Blood levels of vitamin b 12 can decrease in some people who take metformin, but this usually does not cause health problems.

Comparison of Exenatide and Insulin Glargine in ROBERT J. HEINE, LUC F. VAN GAAL, DON MET and SU-Treated Patients with Type 2 Diabetes: JOHNS, MICHAEL J. MIHM, MARIO H. WIDEL, Exenatide Achieved Equivalent Glycemic Control, ROBERT G. BRODOWS with Weight Reduction and Less Nocturnal Hypoglycemia Improvements in Cardiovascular Risk Factors Accompanied Sustained Effects on Glycemia and Weight Reduction in Patients with Type 2 Diabetes Treated with Exenatide for 82 Weeks Exenatide Pharmacokinetics in Patients with Mild to Moderate Renal Dysfunction and End Stage Renal Disease Exenatide Exendin-4 ; Reduced A1C and Weight over 82 Weeks in Overweight Patients with Type 2 Diabetes Mathematical Modeling Shows Exenatide Improved Postprandial -Cell Function in Patients with Type 2 Diabetes Treated with Metformi or Metformin and Sulfonylurea Exenatide-Induced Reductions in A1C and Body Weight in Long-Term Trials Are Not Explained by Gastrointestinal Side Effects and mobic. Combination studies with mftformin have shown it to be effective in controlling hyperglycaemia.

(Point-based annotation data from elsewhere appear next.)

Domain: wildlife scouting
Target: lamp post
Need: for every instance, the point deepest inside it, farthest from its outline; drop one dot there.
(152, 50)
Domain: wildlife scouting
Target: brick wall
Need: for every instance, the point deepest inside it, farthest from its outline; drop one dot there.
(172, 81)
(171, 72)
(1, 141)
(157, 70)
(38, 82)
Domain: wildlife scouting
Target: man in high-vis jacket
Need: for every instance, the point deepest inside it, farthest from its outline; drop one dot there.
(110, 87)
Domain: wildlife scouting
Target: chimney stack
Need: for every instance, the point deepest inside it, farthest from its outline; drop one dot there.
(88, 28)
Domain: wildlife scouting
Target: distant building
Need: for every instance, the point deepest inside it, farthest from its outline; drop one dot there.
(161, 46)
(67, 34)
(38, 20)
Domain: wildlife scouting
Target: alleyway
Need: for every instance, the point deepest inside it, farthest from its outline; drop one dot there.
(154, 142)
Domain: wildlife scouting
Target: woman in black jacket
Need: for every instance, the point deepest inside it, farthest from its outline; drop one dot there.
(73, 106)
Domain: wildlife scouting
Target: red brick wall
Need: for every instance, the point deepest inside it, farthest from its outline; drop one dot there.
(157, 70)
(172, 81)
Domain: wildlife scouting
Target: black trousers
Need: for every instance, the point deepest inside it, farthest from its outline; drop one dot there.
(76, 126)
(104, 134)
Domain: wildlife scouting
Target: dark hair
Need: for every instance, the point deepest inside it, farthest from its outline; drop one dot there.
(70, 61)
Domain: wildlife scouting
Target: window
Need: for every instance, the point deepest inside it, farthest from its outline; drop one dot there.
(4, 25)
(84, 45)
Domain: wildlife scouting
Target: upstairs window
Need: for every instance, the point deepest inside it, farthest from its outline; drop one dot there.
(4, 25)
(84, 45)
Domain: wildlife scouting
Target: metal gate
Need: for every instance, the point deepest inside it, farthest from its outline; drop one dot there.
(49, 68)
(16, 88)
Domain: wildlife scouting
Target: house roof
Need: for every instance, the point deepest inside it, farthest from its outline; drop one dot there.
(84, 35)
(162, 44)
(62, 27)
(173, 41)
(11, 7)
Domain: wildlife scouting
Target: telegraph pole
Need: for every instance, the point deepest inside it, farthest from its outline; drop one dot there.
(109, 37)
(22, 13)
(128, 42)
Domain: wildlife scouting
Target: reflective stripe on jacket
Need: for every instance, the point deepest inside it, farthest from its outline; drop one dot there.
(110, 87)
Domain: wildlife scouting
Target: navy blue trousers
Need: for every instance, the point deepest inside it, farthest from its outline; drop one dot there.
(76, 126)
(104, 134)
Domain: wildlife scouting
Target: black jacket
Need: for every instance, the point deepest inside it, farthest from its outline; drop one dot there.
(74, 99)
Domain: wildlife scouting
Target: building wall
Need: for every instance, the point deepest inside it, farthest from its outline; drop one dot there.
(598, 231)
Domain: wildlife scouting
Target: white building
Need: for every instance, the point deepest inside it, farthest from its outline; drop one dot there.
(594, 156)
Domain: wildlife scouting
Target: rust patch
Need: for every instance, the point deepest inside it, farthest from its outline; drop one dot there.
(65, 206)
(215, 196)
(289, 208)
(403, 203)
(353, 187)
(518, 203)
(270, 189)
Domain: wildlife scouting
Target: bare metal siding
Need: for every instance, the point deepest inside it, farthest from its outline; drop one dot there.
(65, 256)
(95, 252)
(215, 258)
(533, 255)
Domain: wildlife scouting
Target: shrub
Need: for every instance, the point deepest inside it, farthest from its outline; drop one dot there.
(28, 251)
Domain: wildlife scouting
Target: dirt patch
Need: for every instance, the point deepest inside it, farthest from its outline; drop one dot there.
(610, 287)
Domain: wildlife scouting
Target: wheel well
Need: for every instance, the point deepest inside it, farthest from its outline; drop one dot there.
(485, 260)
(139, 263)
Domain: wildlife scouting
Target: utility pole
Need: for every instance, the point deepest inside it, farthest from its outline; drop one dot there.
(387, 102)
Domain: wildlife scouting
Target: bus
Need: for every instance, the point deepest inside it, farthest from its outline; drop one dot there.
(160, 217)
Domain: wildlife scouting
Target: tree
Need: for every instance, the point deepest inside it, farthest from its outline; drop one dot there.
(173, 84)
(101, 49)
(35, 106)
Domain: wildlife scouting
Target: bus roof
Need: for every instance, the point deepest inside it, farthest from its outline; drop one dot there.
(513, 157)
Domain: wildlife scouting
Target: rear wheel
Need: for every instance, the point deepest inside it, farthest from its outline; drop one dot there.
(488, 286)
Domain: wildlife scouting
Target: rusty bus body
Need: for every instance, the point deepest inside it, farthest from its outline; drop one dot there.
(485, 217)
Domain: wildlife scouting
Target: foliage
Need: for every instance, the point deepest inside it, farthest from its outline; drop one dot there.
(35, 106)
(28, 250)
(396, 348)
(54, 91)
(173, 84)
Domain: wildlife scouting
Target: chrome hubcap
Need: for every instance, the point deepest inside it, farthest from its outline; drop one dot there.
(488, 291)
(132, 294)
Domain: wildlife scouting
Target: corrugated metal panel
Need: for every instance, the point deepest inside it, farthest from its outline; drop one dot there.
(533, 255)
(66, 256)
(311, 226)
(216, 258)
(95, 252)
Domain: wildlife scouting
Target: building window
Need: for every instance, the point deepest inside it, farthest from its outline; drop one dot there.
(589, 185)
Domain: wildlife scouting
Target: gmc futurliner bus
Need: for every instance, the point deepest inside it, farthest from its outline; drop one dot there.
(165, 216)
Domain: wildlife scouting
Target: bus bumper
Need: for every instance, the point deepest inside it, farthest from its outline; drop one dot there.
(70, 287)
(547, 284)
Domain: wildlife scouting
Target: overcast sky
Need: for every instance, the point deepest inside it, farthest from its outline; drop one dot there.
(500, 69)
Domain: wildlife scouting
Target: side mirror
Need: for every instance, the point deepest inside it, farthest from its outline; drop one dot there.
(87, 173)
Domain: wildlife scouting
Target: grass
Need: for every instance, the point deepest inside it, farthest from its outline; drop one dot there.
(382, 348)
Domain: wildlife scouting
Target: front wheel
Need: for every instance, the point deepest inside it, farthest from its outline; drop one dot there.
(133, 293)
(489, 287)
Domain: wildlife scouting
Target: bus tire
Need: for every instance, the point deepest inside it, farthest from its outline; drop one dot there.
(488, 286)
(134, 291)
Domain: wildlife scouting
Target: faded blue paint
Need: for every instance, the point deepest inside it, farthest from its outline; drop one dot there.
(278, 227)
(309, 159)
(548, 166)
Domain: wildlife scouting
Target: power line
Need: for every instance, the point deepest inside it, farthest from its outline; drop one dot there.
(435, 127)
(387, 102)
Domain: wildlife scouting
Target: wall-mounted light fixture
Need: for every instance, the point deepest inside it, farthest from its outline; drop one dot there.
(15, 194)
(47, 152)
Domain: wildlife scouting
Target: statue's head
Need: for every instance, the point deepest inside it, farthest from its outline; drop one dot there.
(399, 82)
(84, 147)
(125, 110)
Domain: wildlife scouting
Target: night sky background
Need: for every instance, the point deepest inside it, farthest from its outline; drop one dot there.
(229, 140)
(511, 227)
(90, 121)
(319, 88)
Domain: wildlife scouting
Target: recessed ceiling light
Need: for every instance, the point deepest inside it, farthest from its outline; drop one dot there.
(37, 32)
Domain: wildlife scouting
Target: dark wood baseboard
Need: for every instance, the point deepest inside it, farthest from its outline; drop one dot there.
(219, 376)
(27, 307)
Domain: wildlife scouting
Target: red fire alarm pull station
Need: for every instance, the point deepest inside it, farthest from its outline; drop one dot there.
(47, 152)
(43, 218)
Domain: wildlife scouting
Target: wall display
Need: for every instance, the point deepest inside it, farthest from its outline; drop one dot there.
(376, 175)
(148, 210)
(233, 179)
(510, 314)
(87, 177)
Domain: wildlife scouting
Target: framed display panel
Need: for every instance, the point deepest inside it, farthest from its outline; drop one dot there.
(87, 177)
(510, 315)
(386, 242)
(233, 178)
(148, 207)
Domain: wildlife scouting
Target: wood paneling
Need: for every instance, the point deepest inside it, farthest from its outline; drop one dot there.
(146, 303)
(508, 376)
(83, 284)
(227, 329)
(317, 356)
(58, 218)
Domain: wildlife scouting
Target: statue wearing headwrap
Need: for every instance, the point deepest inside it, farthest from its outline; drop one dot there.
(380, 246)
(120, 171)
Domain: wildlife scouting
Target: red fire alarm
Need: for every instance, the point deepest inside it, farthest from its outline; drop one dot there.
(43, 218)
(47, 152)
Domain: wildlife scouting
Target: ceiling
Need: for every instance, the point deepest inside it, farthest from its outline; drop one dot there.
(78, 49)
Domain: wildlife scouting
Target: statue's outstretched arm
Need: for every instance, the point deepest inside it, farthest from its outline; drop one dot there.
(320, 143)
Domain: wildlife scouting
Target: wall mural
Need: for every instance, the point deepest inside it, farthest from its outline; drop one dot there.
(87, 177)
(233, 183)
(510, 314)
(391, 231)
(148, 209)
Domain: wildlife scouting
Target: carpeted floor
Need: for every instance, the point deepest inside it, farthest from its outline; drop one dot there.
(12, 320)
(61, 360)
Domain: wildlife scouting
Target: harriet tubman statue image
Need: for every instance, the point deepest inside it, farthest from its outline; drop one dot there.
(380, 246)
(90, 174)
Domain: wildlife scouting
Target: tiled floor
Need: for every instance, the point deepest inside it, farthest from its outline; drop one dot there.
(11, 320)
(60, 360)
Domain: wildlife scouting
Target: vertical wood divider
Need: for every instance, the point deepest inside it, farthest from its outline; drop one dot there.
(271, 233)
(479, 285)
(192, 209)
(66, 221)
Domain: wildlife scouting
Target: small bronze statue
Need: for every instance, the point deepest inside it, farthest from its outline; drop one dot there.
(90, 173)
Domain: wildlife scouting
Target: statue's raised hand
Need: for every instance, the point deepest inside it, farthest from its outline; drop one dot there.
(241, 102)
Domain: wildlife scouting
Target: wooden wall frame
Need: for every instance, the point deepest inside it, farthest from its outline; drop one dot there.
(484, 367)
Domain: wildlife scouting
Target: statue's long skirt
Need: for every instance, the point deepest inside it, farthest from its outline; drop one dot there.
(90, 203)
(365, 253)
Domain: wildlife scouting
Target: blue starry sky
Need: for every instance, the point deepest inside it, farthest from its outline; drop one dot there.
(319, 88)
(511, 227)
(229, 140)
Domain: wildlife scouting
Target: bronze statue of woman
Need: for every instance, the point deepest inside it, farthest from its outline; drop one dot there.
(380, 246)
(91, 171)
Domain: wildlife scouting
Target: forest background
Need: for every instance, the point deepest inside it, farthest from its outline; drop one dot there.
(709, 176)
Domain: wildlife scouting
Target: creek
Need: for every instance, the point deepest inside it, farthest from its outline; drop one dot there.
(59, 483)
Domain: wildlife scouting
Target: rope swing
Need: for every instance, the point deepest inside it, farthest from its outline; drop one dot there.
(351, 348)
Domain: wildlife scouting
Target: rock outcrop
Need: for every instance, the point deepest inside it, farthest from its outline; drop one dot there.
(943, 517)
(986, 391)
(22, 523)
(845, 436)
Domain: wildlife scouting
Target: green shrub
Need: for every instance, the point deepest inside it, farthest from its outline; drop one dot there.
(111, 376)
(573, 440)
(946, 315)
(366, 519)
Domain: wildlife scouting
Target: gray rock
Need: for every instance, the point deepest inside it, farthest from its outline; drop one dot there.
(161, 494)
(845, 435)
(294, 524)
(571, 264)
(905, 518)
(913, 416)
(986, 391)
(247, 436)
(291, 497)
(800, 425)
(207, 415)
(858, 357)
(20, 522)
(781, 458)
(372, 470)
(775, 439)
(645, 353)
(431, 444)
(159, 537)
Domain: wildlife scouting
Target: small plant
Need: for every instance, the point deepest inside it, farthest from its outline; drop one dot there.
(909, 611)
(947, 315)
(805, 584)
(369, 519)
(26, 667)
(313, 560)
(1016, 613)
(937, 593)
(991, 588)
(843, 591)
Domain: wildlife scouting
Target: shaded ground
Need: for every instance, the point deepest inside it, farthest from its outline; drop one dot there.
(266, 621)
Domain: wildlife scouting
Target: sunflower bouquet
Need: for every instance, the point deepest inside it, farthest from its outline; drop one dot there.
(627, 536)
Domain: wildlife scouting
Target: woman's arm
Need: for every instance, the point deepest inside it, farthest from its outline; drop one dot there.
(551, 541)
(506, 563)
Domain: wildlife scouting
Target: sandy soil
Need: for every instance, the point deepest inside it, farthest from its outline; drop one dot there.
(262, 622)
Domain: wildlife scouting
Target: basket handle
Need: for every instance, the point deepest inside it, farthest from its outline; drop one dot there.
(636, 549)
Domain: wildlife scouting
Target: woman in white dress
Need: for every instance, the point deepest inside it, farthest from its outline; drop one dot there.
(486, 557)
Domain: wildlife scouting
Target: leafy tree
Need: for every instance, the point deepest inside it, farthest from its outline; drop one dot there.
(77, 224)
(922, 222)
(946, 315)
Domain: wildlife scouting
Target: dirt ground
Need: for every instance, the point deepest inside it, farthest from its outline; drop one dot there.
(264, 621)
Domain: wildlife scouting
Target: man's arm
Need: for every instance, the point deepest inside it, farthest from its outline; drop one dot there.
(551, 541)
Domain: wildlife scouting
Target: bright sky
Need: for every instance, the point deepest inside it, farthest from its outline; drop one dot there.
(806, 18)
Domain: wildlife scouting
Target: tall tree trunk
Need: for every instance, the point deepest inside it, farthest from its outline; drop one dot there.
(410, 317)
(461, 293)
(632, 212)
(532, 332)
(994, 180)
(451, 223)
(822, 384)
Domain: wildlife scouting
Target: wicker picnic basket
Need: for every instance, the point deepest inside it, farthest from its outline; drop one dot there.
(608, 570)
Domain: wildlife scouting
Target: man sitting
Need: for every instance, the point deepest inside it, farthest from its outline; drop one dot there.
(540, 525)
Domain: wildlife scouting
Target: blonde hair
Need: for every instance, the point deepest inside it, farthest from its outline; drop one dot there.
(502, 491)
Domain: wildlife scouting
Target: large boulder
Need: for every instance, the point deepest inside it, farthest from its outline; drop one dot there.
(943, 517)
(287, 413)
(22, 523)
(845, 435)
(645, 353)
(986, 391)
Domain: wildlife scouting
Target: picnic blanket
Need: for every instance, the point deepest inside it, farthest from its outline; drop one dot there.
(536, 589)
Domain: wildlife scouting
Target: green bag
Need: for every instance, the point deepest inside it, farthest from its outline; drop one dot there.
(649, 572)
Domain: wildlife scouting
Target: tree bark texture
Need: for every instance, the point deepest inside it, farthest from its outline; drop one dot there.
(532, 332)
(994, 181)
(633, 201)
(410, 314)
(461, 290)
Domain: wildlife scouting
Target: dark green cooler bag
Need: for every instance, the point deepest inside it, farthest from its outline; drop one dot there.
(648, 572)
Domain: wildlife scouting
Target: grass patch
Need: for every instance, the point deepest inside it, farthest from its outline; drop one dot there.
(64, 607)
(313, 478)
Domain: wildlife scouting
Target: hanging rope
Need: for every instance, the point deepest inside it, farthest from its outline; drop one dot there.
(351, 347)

Luigi Palmieri L Palmieri1 * , M Trojani1, C Donfrancesco1, S Panico2, D Vanuzzo3, L Pilotto3, G Cesana4, M Ferrario5, R Sega4, S Giampaoli1 1 Centro Nazionale di Epidemiologia, Sorveglianza e Promozione della Salute, ` Istituto Superiore di Sanita, Rome, Italy 2 ` Dipartimento di Medicina Clinica e Sperimentale, Universita Federico II, Naples, Italy 3 Centro per la Prevenzione Cardiovascolare, Azienda Socio-Sanitaria 4 Medio ` Friuli and Agenzia Regionale della Sanita, Udine, Italy 4 ` Centro Ricerche Patologia Cronico-degenerativa, Universita degli Studi Milano-Bicocca, Monza, Italy 5 ` Dipartimento di Scienze Cliniche e Biologiche, Universita degli Studi dell'Insubria, Varese, Italy * Contact details: luigi.palmieri iss.it.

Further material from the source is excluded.